É a memória que marca o compasso da narrativa épica de Gerardo; no
caso de suas "navegações", é a memória dos lugares e das pessoas por
onde ele passa ou, em suas palavras, "a memória de meus pés por onde
/ a liberdade peregrina" ( idem, p. .393 ). De todas as memórias, a
que fala mais alto é a que guarda da infância a recordação da mais
colossal das guerras fratricidas já narradas nas lendas do Ceará,
onde, ao estrondo dos bacamartes, Mellos e Mourões se envolveram
numa rixa sem fim, sustentada pela bravura do coronel José de Barros
Mello ( o "cascavel" ), ao enfrentar a fúria vingadora de seu
cunhado e primo-irmão Alexandre Mourão, que levou sua guerra até o
Rio Grande do Norte e a Paraíba, com a elegância bizarra de um
capitão da renascença.
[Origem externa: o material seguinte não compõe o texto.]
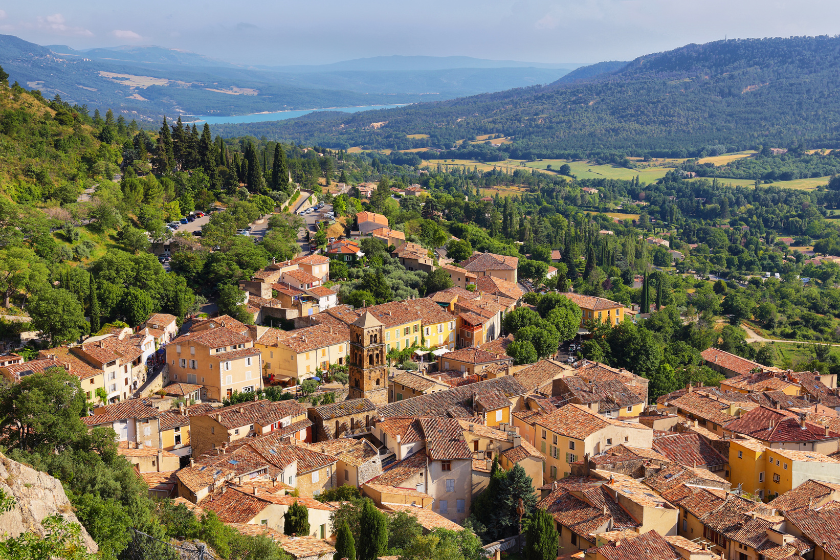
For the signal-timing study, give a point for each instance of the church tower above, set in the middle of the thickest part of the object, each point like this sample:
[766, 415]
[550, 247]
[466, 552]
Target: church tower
[367, 369]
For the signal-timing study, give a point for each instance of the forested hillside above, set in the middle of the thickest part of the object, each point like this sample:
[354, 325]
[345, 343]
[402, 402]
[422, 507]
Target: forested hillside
[736, 94]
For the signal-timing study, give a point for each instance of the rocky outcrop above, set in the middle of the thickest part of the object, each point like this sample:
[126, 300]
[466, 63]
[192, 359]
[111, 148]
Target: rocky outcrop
[38, 495]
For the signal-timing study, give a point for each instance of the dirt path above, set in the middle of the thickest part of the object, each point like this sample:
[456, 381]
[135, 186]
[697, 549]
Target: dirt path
[753, 336]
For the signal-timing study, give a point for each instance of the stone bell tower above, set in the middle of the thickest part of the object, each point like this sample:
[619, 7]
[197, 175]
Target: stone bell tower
[367, 369]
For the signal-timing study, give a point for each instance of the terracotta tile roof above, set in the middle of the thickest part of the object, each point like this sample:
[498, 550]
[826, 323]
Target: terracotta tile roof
[689, 450]
[310, 460]
[398, 473]
[39, 365]
[140, 409]
[821, 527]
[770, 425]
[212, 338]
[703, 407]
[482, 262]
[816, 389]
[493, 285]
[810, 494]
[697, 501]
[578, 422]
[321, 291]
[408, 429]
[363, 217]
[541, 374]
[301, 276]
[262, 412]
[427, 518]
[450, 294]
[143, 452]
[182, 389]
[621, 453]
[444, 439]
[611, 394]
[311, 259]
[437, 404]
[759, 381]
[343, 247]
[473, 355]
[492, 400]
[592, 302]
[413, 381]
[172, 419]
[650, 546]
[521, 452]
[806, 456]
[354, 452]
[308, 338]
[430, 312]
[161, 319]
[597, 372]
[498, 346]
[580, 504]
[344, 408]
[729, 361]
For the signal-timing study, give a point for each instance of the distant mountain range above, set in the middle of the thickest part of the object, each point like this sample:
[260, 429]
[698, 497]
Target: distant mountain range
[148, 82]
[725, 95]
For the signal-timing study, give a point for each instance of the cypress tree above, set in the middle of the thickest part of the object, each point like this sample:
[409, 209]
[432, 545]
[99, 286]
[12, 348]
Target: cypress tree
[296, 520]
[374, 527]
[345, 546]
[94, 308]
[646, 294]
[541, 539]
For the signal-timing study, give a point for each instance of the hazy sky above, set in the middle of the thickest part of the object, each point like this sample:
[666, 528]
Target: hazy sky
[283, 32]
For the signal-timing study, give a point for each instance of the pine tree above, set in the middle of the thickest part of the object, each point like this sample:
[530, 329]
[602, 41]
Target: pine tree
[279, 169]
[95, 313]
[541, 539]
[296, 520]
[374, 528]
[345, 546]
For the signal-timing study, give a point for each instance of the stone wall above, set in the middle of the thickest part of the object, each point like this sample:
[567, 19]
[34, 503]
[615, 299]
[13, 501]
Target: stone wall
[37, 496]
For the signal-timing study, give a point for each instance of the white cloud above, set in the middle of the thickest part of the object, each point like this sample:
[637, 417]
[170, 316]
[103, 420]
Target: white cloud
[126, 34]
[56, 23]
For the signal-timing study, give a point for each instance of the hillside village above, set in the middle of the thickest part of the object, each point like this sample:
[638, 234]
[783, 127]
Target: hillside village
[213, 414]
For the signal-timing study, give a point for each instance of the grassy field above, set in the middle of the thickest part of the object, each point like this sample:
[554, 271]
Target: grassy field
[616, 215]
[726, 158]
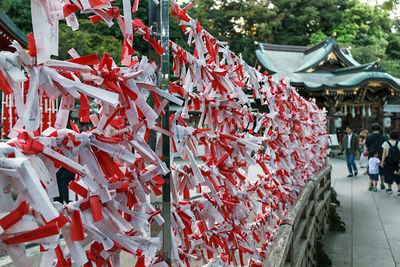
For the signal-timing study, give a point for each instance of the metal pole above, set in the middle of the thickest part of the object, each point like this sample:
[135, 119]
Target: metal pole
[166, 197]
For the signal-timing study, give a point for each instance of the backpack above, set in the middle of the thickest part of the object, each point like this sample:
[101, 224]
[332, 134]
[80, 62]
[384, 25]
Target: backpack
[393, 156]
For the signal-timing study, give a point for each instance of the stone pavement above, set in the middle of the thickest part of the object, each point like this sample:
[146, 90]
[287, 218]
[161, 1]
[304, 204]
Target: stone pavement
[372, 236]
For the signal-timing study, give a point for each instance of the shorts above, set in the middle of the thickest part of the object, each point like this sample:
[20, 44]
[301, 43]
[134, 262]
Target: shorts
[381, 171]
[374, 176]
[390, 177]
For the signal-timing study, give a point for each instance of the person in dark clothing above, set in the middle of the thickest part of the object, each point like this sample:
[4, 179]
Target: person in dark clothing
[374, 142]
[390, 162]
[351, 145]
[64, 177]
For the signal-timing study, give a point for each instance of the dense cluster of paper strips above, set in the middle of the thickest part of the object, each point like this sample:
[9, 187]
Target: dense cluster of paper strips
[236, 214]
[218, 212]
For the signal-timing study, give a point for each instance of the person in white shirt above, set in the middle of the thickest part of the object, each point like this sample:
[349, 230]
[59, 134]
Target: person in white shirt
[373, 170]
[391, 160]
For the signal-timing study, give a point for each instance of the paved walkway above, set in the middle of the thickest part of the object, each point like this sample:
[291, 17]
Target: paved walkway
[372, 236]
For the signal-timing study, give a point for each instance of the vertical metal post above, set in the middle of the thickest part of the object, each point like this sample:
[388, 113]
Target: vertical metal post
[166, 197]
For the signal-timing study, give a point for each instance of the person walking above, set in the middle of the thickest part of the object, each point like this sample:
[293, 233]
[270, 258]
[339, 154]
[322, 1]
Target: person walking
[351, 144]
[363, 148]
[390, 161]
[374, 141]
[373, 170]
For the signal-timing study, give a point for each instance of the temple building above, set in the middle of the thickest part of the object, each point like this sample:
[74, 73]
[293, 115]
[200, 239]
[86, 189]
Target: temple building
[9, 32]
[352, 93]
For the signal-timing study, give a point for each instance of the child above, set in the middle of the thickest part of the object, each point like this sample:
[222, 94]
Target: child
[373, 170]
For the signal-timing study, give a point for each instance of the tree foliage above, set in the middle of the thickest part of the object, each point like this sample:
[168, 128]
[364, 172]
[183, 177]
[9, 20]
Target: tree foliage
[366, 29]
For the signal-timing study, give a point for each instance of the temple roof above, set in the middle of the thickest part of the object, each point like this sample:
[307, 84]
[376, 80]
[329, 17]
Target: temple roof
[323, 66]
[9, 32]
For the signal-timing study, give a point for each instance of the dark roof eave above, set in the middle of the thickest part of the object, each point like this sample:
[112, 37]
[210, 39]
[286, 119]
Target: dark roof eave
[391, 83]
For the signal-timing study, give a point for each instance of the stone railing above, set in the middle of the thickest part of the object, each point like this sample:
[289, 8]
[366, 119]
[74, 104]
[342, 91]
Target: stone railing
[305, 223]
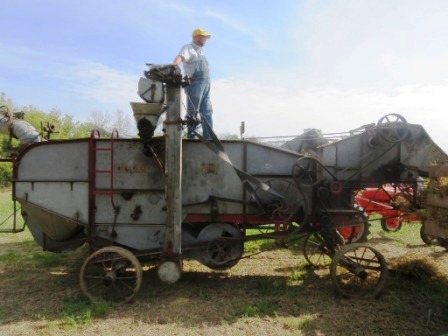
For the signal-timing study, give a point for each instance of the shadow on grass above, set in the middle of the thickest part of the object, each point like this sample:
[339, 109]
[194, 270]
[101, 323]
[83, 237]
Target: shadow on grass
[33, 290]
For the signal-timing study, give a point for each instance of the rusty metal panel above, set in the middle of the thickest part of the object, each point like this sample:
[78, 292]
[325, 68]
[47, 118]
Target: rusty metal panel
[438, 171]
[437, 200]
[436, 229]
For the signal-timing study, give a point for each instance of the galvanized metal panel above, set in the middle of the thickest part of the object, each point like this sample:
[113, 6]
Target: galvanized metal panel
[53, 161]
[65, 198]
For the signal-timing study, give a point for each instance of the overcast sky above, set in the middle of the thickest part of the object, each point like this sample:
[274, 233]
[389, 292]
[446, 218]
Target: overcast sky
[281, 66]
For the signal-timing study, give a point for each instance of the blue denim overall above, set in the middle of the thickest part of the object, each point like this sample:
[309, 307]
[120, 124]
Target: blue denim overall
[198, 98]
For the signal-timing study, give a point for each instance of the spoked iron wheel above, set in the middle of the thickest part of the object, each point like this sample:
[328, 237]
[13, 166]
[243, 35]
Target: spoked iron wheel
[315, 251]
[393, 128]
[358, 271]
[319, 247]
[111, 274]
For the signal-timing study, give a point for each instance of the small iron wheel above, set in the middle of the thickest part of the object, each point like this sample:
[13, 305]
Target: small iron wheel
[224, 246]
[391, 224]
[111, 274]
[315, 251]
[358, 271]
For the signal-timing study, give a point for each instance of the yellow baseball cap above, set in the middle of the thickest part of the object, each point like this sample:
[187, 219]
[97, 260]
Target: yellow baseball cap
[201, 32]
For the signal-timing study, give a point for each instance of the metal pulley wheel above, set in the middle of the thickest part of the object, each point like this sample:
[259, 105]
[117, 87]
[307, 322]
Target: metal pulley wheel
[288, 201]
[111, 274]
[304, 171]
[358, 271]
[393, 128]
[224, 246]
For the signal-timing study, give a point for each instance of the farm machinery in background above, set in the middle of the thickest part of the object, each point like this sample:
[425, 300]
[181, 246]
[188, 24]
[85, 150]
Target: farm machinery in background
[162, 199]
Nesse ensejo, como poética da fundação dos
homens, dos seres e das coisas do Ceará, Os Peãs nos oferecem homens
fortes e destemidos, os pioneiros Mourões que
jurados à beleza
domavam o cavalo, a nau, a lança, a espada e a terra
( ... ) ( idem, p. 155 )
terra que, orvalhada de sangue dos guerreiros, se estende pelos
rincões da Serra dos Cocos, das lavras da Canabrava dos Mourões, da
Ibiapaba, Crateús, da terra de Mel Redondo, das baixas do Ipu, das
grotas do pé da Serra Grande, das ribeiras do Campo Grande e se
estende por todos os lugares que, na memória lendária do poeta, irão
compor a região dominada pelo seu Clã, configurando o país dos
Mellos e Mourões,
Era uma vez um país
onde o fruto alastra o chão
( ... ) ( idem, p. 93 )
chão de onde o poeta nunca arrancou a raiz do próprio ser.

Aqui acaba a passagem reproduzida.